После подписания информированного согласия испытуемых распределили на две группы. Пациентам I группы (4 человека) препарат Инфемин назначался в дозе 900 мг DIM в сутки (3 капсулы, 2 раза в сутки), II группа пациентов (7 человек) получала плацебо (3 капсулы, 2 раза в сутки). Активная терапия проводилась в течение 12 месяцев с контрольными визитами в начале исследования, через 3, 6 и 9 месяцев после начала исследования. 

Оценка эффективности терапии препаратом Инфемин проводилась на основании динамики морфологического индекса (МИ) к моменту окончания терапии (статистически значимое снижение МИ по сравнению с плацебо).
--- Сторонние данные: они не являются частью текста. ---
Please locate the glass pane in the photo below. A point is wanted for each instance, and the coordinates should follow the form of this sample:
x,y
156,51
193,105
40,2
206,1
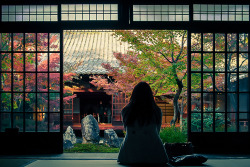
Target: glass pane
x,y
244,102
243,42
42,102
243,82
231,42
54,41
219,42
196,62
30,42
195,122
18,42
5,61
220,61
54,79
208,62
208,42
195,82
195,41
208,122
54,122
232,103
5,103
208,82
208,102
196,102
5,82
232,62
42,61
232,122
42,42
232,84
5,121
18,82
54,99
18,102
18,121
30,102
244,117
30,62
220,82
30,82
30,122
243,62
5,42
18,62
54,62
42,122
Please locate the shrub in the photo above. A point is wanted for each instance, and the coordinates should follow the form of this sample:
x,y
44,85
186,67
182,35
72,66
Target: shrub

МИ определялся по данным гистологического исследования биоптатов ПЖ на этапе скрининга и через 12 месяцев после начала исследования. 

Расчет МИ проводился по формуле:  

МИ={[число фокусов PIN низкой степени]+2*[число фокусов PIN высокой степени]+3*[число фокусов рака]} / [число столбиков биопсии] 

В качестве дополнительных критериев эффективности использовались: доля пациентов с сохраняющейся PIN/ДГПЖ через 12 месяцев после начала применения препарата Инфемин и доля пациентов с РПЖ через 12 месяцев после начала применения препарата Инфемин. Исследователи также определяли: 1) объем ПЖ (см3) через 3, 6, 9 и 12 месяцев после начала применения препарата Инфемин; 2) показатели уродинамики: максимальную скорость потока мочи (Qmax), среднюю скорость потока мочи (Qave), объем остаточной мочи (Vres) через 3, 6, 9 и 12 месяцев после начала применения препарата Инфемин; 3) общие индексы IPSS (интенсивность симптоматики), QoL (качество жизни), IIEF (Международный Индекс Эректильной функции) и субиндексы IEEF (A, B, C, D, E) через 3, 6, 9 и 12 месяцев после начала применения препарата Инфемин. Анализ параметров эффективности проводился на основании результатов гистологического исследования биоптатов ПЖ, ТРУЗИ, уродинамического исследования, данных опросников IPSS, QoL и IIEF. 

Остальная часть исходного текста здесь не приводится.